Well, if these aren’t as interesting as computer games, such sessions are also designed to improve memory.



I took the tests and, although I did better on one than another, better with landscapes than with cartoon figures, I didn’t have what is termed an eidetic memory.  Eidetic memories are perfect, like a camera snapshot apparently, and there is controversy about whether the ability is valid.



“The vast majority of the people who have been identified as possessing eidetic imagery are children._ - Scientific America   



Slate Magazine discusses eidetic memory:   “This seems like as good an opportunity as any to clear up the greatest enduring myth about human memory. Lots of people claim to have a photographic memory, but nobody actually does.”   Following this assertion were details about contested research.  



Yet there is a list of people claimed to have eidetic memory on Wikipedia.  Included are Adolph Hitler, Bill Clinton, Swami Vivekananda, Hans von Bulow, Nicola Tesla, Abbie Hoffman, Mozart, Theodore Roosevelt, and one author, Ray Bradbury.



I would think more authors would be cited only because it seems many have proof of photographic memories.  But the point is, memory is selective.  If writers and other people have memories that are in pictures, they are probably likely to remember what they want to remember.  So the pictures are there but with memory gaps.  Perhaps that stimulates the creative energies.  The memory provides a real backdrop or template and then the creative picture is one that becomes filled in with this stuff called fiction. 
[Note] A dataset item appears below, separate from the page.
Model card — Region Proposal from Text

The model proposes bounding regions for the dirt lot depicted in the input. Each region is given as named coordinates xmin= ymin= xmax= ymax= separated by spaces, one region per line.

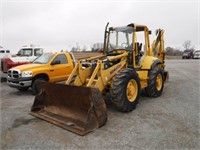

People wonder how writers get started.  I usually state that I began writing about a subject when it was gone.  My first essays, taped to our kitchen wall, were about a cat that ran away and about a yard plum tree that was scorched and destroyed by lightening.  They were gone but the pictures of them weren’t.  The cat and plum tree became writing material.



Creative energy is mysterious and still a subject of inquiry and research.  Probably because it is an individual experience and differs from one person to the next.  When I was a newspaper reporter in a St. Paul suburb, I interviewed a playwright of historical plays, Lance Belville.  I asked him how he wrote his plays and he said he didn’t really know.  When they were finished, he had trouble recalling how exactly they were constructed. 



That was puzzling before I wrote long fiction.  But a few years after writing a manuscript, I would have trouble remembering how the story congealed.  What do I remember?  I remember moments at the typewriter, the typewriter or computer itself, what was in that setting, and events in my life at the time.  But I have trouble recalling how I arrived at the story plot.  Are authors in a kind of trance or do they go about things in a more orderly way?